My SIL is suppose to have her baby tomorrow at 40+1. I'll never know being that pregnant. She is also having a boy, which is totally killing me. I feel this is a safe place where I can express my complete disgust with my in-laws. Two of the most pathetic, bottom feeding, welfare cheating, mooching people I know. Why do they get what they want and I get another baseline sonogram? Yep, I started today.
22 months of trying. 11 months of trying with meds. 2 failed IUIs. T wants to start IVF. The plan was that if this month didn't work, to have lap surgery and fix the left ovary. He thinks it's a waste of time and we should just start IVF. I'll be honest. I'm a little scared of IVF. It costs alot even with the amazing insurance we have. Our insurance isn't going to cover all the meds, so I expect at least a grand out of pocket for that. Then there is the risk of multiples. I don't know why I feel this way. It just feels so drastic. I think I also have doubt it will work. My body is in total revolt of being pregnant.
Then T and I got in a big fight on the way home tonight. I was bitching about the SIL and all the things that she gets to experience that I won't (natural birth, labor, etc).

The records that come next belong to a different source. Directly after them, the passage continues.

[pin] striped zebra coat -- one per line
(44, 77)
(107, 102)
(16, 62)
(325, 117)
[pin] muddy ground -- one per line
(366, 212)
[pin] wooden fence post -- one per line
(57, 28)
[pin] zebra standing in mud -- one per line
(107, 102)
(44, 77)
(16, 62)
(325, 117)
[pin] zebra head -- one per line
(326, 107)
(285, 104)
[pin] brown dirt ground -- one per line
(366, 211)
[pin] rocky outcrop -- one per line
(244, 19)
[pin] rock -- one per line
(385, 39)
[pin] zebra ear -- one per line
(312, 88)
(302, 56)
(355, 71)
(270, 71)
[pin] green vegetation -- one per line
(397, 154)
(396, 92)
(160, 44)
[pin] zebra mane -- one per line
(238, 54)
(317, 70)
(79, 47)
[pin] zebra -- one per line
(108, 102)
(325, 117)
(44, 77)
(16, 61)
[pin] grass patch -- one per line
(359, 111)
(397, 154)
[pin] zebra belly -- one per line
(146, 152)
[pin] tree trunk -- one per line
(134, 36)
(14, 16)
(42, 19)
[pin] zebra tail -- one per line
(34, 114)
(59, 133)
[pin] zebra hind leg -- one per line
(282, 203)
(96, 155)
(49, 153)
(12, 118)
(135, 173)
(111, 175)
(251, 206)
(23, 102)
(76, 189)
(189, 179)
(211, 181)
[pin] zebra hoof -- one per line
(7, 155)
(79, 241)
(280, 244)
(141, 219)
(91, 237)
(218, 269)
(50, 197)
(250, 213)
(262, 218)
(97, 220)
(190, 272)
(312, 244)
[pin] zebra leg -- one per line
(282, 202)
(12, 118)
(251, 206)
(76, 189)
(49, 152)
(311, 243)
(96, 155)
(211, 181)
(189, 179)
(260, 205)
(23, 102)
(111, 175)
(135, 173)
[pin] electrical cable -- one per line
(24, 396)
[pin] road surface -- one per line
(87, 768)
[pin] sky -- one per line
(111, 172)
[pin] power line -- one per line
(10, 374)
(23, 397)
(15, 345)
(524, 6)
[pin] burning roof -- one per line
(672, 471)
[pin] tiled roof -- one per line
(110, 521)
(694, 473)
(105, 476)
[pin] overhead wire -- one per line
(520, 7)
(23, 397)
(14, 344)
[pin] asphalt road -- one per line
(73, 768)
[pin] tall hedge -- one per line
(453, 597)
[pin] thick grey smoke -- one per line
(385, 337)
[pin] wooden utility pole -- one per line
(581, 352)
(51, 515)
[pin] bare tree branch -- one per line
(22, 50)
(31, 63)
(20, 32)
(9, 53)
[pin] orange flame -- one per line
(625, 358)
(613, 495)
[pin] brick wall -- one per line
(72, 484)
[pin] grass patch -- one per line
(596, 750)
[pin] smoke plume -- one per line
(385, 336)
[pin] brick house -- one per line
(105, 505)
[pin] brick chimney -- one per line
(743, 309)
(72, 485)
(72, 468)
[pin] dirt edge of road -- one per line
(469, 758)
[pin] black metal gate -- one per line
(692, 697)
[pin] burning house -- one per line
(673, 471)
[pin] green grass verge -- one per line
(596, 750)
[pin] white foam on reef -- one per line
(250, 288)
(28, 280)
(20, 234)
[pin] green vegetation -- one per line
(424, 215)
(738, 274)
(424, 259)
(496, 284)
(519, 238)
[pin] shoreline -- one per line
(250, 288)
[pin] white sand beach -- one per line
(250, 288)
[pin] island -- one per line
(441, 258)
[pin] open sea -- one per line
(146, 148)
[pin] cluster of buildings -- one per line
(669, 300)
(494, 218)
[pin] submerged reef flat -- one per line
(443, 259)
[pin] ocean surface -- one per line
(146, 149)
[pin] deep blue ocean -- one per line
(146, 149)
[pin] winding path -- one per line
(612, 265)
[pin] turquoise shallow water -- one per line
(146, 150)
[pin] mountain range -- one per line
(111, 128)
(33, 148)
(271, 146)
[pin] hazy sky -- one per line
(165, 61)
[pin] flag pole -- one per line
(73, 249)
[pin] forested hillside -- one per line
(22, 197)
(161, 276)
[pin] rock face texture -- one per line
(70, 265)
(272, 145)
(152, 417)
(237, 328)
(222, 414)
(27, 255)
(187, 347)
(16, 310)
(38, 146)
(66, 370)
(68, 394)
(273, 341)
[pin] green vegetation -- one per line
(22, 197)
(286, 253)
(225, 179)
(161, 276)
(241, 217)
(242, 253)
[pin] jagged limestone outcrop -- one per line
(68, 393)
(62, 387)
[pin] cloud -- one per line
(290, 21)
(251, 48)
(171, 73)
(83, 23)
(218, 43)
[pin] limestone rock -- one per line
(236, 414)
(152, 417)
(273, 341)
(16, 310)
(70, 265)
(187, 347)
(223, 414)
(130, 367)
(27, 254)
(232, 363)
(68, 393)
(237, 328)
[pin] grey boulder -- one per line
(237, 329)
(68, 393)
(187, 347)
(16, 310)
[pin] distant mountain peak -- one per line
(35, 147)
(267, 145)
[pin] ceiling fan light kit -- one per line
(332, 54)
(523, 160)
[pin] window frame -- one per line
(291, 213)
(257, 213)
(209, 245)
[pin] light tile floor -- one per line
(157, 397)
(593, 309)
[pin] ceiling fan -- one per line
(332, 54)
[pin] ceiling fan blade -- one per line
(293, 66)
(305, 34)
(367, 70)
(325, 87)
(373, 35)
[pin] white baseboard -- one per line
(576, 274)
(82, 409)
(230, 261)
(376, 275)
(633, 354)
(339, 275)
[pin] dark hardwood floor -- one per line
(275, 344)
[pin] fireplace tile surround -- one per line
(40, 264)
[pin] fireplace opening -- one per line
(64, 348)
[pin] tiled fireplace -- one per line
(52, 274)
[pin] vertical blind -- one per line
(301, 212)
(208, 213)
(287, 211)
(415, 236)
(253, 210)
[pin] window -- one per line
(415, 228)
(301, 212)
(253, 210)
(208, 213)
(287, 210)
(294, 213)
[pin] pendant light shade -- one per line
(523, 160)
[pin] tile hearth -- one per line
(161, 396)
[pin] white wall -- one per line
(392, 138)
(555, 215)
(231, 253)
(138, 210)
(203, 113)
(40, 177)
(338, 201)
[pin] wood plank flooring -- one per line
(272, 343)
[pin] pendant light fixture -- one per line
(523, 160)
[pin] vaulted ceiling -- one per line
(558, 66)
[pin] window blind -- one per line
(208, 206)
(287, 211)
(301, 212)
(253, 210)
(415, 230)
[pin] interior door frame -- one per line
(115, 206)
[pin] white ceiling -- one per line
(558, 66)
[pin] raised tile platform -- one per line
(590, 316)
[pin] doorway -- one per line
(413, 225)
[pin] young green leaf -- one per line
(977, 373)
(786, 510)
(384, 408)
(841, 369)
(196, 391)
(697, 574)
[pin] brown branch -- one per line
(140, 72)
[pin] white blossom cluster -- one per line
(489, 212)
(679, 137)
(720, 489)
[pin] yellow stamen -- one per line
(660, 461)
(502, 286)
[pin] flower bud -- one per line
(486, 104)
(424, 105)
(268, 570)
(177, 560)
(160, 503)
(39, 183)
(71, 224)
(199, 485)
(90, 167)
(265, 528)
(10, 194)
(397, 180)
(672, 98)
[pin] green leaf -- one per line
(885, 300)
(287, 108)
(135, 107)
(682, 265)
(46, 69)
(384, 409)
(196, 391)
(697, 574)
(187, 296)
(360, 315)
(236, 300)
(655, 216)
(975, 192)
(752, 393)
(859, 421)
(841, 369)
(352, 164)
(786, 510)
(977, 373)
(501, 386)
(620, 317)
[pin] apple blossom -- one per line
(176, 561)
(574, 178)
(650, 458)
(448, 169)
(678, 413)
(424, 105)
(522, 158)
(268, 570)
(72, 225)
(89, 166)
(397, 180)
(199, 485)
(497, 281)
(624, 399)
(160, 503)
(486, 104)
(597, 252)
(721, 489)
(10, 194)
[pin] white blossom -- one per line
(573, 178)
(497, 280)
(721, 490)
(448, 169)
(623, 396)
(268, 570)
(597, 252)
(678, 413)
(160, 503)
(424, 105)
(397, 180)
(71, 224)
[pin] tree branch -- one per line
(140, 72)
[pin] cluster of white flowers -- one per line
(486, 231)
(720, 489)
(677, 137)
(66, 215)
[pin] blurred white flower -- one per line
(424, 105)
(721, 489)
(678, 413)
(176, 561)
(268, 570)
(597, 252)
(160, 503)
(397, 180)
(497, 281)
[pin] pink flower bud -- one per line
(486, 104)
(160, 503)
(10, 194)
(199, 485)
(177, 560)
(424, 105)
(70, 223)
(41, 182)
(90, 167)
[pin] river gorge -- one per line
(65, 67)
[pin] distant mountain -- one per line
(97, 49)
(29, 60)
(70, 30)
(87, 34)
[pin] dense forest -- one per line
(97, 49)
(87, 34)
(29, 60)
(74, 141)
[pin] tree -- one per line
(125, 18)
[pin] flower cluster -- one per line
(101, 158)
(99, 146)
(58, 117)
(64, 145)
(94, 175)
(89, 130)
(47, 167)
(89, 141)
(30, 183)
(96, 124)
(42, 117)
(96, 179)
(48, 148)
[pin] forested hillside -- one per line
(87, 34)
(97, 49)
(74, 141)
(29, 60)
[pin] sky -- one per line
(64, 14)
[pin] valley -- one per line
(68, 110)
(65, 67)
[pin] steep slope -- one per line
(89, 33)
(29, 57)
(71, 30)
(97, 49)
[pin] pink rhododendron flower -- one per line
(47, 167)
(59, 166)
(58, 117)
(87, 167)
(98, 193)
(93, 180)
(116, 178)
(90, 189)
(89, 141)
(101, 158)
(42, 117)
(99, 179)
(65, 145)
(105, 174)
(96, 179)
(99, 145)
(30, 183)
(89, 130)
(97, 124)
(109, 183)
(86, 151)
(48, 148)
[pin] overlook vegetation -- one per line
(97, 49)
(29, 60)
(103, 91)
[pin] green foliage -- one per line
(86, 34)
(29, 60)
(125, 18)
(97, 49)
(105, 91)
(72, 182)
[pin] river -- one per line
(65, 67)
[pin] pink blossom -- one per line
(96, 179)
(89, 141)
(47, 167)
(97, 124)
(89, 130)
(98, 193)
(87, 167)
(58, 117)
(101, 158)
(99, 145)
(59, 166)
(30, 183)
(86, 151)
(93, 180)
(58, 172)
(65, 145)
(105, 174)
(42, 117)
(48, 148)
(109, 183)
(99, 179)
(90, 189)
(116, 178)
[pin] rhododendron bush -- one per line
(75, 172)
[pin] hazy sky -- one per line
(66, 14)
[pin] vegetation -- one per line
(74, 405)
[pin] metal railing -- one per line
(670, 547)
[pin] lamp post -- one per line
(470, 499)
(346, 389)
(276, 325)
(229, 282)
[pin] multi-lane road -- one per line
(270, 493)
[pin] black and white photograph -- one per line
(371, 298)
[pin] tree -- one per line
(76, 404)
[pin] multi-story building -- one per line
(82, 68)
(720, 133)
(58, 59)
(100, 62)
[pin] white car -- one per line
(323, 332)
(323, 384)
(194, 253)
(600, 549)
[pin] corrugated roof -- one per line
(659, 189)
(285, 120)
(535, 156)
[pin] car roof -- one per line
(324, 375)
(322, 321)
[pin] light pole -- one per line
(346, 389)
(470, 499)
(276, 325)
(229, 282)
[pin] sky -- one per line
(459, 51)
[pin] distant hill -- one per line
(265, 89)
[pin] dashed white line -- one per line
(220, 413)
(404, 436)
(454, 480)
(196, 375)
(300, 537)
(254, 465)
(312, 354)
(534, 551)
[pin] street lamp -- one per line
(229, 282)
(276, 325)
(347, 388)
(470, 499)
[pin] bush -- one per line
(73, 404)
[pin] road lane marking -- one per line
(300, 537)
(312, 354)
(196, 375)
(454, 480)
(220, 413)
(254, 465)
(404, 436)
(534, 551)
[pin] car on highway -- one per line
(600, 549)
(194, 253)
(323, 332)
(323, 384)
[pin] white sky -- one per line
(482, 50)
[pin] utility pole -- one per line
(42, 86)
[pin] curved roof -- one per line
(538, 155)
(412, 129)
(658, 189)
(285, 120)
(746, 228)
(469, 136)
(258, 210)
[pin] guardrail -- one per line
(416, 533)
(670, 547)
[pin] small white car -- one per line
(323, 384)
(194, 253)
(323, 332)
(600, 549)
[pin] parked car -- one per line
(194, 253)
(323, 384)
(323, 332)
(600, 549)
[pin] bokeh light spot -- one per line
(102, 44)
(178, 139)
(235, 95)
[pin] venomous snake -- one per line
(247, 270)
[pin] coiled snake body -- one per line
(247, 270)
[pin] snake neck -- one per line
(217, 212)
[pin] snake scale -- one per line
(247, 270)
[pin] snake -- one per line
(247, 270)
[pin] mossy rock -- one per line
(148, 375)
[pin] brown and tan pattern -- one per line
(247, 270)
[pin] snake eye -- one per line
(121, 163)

All I have is that I won't ever go past my due date. He starts in on the IVF. I say I need the surgery first. Every time I have a follicle on my left side, I feel like I'm being stabbed in the side. That's with only 1 follie, not multiples. That is going to lay me out. I'll be begging for pain killers and staying in bed. I'd rather get the thing fixed and have better chances all around. Yes, I understand that is another delay. Yes, I just want to be pregnant. There is no guarantee with any of it.
What do you think? Surgery or jump into IVF. I think I'm going to make T come to me with this week's appt. I told him he wouldn't have to go to another one, but I want him there to talk to Dr. L too.